Gastric and intestinal phenotypic expression of human stomach cancers as revealed by pepsinogen immunohistochemistry and mucin histochemistry

Abstract

Gastric and intestinal phenotypic expression in 223 surgically obtained primary gastric cancers and their histogenetic relationship to intestinal metaplasia in the surrounding gastric mucosa were studied by mucin histochemistry and pepsinogen (Pg) immunohistochemistry. Histochemical differentiation of mucins (paradoxical concanavalin A, the galactose oxidase-Schiff sequence and sialidase-galactose oxidase-Schiff) and immunohistochemical staining of Pgs I and II, allowed differentiation of gastric cancer cells from different histological categories into gastric elements including mucous neck cells, pyloric gland cells and surface mucous cells or intestinal elements including goblet cell and intestinal absorptive cell types.
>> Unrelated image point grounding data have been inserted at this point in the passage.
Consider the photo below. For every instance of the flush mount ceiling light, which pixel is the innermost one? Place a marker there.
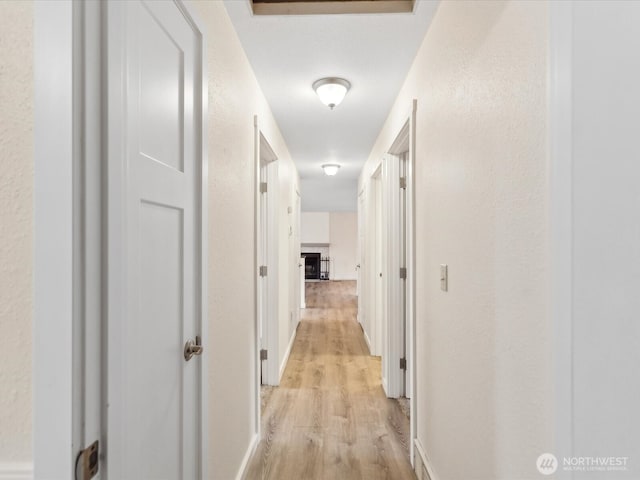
(330, 168)
(331, 90)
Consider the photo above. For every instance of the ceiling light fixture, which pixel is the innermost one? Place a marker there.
(330, 168)
(331, 90)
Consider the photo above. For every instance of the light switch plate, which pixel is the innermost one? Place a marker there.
(444, 277)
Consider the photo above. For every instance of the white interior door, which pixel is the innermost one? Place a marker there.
(268, 288)
(155, 241)
(378, 280)
(263, 286)
(361, 261)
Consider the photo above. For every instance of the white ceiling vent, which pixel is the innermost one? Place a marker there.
(327, 7)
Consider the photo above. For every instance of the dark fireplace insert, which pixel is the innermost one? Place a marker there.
(311, 266)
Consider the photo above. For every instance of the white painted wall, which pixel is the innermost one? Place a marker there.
(234, 98)
(343, 228)
(484, 372)
(316, 227)
(16, 235)
(340, 231)
(606, 231)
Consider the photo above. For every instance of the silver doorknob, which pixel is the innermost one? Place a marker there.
(192, 348)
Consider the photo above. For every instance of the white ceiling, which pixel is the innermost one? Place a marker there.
(288, 53)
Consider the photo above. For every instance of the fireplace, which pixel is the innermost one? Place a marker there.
(311, 266)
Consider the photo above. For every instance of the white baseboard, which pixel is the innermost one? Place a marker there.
(16, 471)
(247, 456)
(424, 461)
(366, 339)
(285, 359)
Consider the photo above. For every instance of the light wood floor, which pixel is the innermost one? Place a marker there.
(330, 419)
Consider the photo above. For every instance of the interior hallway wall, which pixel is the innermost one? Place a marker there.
(234, 98)
(16, 233)
(484, 372)
(337, 233)
(344, 240)
(606, 232)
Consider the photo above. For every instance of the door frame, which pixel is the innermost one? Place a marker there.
(405, 142)
(70, 216)
(264, 155)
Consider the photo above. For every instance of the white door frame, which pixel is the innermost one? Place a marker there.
(374, 310)
(69, 342)
(266, 157)
(404, 143)
(561, 220)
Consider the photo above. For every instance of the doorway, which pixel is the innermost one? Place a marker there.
(267, 257)
(155, 244)
(130, 194)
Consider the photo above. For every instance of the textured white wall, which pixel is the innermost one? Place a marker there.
(340, 231)
(606, 232)
(16, 229)
(234, 98)
(344, 237)
(484, 373)
(315, 227)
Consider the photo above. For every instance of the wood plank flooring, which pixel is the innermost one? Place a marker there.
(330, 419)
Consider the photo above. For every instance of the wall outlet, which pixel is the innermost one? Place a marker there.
(444, 277)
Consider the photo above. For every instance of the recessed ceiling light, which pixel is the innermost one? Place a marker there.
(330, 168)
(331, 90)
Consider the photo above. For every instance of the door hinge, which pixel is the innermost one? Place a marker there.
(88, 462)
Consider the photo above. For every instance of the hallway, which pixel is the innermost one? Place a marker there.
(330, 419)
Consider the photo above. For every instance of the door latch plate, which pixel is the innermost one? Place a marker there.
(88, 461)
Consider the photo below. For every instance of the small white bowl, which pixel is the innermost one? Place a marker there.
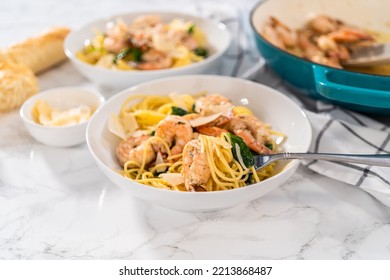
(218, 38)
(268, 104)
(64, 97)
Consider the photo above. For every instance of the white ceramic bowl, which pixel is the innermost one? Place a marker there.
(218, 42)
(268, 104)
(64, 98)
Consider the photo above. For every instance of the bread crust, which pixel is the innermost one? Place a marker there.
(17, 84)
(40, 52)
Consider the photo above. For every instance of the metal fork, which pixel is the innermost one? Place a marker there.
(368, 159)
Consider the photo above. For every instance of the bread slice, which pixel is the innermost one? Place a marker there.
(40, 52)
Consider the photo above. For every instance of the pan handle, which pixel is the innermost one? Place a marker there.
(352, 87)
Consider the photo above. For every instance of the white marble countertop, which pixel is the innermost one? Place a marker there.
(56, 204)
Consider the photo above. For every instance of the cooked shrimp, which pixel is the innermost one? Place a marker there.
(211, 130)
(279, 34)
(154, 60)
(175, 131)
(212, 104)
(196, 170)
(134, 149)
(312, 52)
(117, 37)
(252, 131)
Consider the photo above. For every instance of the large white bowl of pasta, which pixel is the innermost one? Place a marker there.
(126, 49)
(183, 142)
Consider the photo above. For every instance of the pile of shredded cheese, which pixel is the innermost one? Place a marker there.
(46, 115)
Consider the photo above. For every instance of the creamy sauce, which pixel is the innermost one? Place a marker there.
(384, 69)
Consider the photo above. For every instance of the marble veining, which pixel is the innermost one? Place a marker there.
(56, 204)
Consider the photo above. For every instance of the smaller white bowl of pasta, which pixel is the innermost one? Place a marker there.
(58, 117)
(118, 65)
(268, 105)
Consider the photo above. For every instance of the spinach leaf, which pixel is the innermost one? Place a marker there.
(269, 146)
(132, 54)
(201, 52)
(178, 111)
(191, 29)
(245, 152)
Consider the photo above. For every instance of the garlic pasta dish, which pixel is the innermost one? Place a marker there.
(147, 43)
(189, 142)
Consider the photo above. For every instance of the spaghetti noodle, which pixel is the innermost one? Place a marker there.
(205, 163)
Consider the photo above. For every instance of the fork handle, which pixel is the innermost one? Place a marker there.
(378, 160)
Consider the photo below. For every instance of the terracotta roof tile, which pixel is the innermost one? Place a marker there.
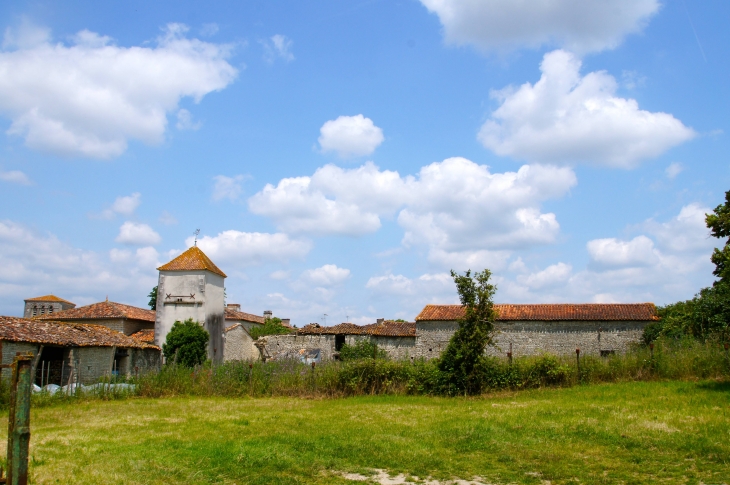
(65, 334)
(102, 310)
(49, 298)
(243, 316)
(551, 312)
(145, 336)
(191, 260)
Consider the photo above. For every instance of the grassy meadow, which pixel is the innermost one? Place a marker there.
(630, 432)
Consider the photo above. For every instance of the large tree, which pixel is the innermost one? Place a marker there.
(459, 363)
(186, 343)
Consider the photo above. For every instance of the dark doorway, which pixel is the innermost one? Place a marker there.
(50, 366)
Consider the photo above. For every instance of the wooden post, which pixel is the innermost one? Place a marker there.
(19, 420)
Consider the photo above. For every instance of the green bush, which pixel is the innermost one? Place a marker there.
(186, 344)
(363, 349)
(272, 326)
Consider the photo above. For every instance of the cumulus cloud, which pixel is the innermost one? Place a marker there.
(567, 119)
(350, 136)
(36, 263)
(137, 234)
(242, 249)
(278, 47)
(15, 177)
(574, 24)
(668, 262)
(227, 187)
(123, 205)
(459, 209)
(327, 275)
(90, 97)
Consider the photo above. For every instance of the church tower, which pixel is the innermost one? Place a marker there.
(192, 286)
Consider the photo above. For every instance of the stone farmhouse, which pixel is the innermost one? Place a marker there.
(70, 352)
(191, 286)
(560, 329)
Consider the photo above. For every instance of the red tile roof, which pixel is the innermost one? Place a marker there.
(101, 310)
(65, 334)
(551, 312)
(145, 336)
(191, 260)
(49, 298)
(243, 316)
(384, 329)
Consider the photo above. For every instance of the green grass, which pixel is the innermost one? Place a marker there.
(632, 433)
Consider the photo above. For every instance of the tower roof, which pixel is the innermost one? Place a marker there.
(53, 298)
(191, 260)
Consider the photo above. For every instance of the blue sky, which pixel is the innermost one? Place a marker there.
(340, 158)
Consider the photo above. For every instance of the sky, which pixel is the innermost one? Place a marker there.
(340, 158)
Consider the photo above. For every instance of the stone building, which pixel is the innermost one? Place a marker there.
(45, 305)
(559, 329)
(126, 319)
(597, 329)
(192, 286)
(68, 352)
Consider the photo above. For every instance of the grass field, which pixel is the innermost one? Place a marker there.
(633, 433)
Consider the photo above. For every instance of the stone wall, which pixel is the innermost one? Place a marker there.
(527, 338)
(239, 345)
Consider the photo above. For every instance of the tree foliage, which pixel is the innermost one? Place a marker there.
(153, 299)
(272, 326)
(186, 343)
(460, 362)
(708, 313)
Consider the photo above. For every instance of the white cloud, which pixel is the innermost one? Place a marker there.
(669, 262)
(326, 276)
(278, 46)
(123, 205)
(249, 248)
(556, 273)
(579, 25)
(90, 97)
(15, 177)
(567, 119)
(674, 169)
(227, 187)
(36, 263)
(137, 234)
(167, 219)
(350, 136)
(185, 121)
(457, 208)
(639, 251)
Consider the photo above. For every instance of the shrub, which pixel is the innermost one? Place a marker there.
(186, 344)
(272, 326)
(363, 349)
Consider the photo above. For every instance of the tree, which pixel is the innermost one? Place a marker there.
(186, 344)
(272, 326)
(460, 362)
(719, 225)
(153, 299)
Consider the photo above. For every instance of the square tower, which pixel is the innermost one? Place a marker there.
(192, 286)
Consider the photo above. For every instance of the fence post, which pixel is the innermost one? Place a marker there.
(19, 420)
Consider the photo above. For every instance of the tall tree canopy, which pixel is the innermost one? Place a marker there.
(460, 362)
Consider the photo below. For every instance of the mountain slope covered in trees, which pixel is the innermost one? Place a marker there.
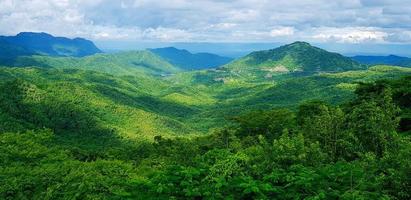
(46, 44)
(384, 60)
(298, 56)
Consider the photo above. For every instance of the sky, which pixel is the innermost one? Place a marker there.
(333, 23)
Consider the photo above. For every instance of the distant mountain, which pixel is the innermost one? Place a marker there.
(189, 61)
(385, 60)
(28, 43)
(298, 56)
(122, 63)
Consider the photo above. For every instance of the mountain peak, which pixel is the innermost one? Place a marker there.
(300, 43)
(297, 56)
(46, 44)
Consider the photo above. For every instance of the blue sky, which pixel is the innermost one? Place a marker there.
(337, 23)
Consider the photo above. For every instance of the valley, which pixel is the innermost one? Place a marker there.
(135, 125)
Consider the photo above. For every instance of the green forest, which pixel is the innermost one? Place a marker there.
(301, 123)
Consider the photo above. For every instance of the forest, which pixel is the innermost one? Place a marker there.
(295, 122)
(356, 150)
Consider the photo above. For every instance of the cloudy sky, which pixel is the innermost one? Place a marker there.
(320, 21)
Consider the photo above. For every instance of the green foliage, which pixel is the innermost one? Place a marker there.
(77, 131)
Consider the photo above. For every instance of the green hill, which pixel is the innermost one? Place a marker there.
(46, 44)
(123, 63)
(298, 56)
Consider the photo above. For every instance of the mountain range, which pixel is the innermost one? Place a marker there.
(189, 61)
(295, 122)
(386, 60)
(298, 56)
(29, 43)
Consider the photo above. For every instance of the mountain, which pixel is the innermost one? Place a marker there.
(298, 56)
(384, 60)
(28, 43)
(189, 61)
(122, 63)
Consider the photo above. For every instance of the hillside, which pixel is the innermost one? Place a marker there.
(189, 61)
(46, 44)
(384, 60)
(123, 63)
(298, 56)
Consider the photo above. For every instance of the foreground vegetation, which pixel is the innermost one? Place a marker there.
(358, 150)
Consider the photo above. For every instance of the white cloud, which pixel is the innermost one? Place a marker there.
(282, 31)
(343, 21)
(350, 35)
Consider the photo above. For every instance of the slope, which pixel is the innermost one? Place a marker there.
(46, 44)
(298, 56)
(384, 60)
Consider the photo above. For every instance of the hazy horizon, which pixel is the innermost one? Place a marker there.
(350, 27)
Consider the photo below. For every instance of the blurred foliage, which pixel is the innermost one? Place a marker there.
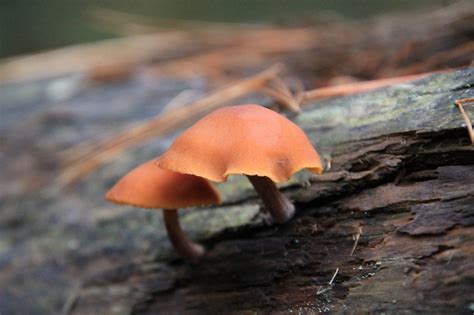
(28, 26)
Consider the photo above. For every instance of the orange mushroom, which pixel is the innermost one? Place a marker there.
(250, 140)
(148, 186)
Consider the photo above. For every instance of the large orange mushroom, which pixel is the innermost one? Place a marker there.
(148, 186)
(250, 140)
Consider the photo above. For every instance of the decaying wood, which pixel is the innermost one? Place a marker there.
(410, 192)
(88, 157)
(467, 120)
(388, 228)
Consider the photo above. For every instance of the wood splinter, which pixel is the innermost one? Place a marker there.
(459, 104)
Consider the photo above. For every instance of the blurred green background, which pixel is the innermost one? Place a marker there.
(30, 26)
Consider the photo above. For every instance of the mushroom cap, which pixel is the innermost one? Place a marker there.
(148, 186)
(244, 139)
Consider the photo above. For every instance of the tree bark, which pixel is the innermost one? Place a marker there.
(391, 224)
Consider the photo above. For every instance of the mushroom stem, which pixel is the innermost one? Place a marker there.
(181, 243)
(277, 204)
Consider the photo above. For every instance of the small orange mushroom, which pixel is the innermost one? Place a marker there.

Of 122 papillary and tubular adenocarcinomas, 33 (27.1%) consisted mainly of gastric-type cells and 42 (34.4%) predominantly of intestinal-type cells. The remainder (38.5%) consisted of mixtures of gastric- and intestinal-type cells. Of 101 poorly differentiated adenocarcinomas, signet ring cell carcinomas and mucinous adenocarcinomas, 59 (58.4%) consisted mainly of gastric-type cells and 20 (19.8%) mainly of intestinal-type cells. Seven out of 35 papillary and tubular adenocarcinomas consisting mainly of gastric-type cancer cells were surrounded by mucosa with intestinal metaplasia. Conversely, 10 out of 40 papillary and tubular adenocarcinomas consisting mainly of intestinal-type cancer cells were observed in nonmetaplastic gastric mucosa. Thus no relationship as regards intestinal phenotypic expression was found between gastric cancers and surrounding gastric mucosa.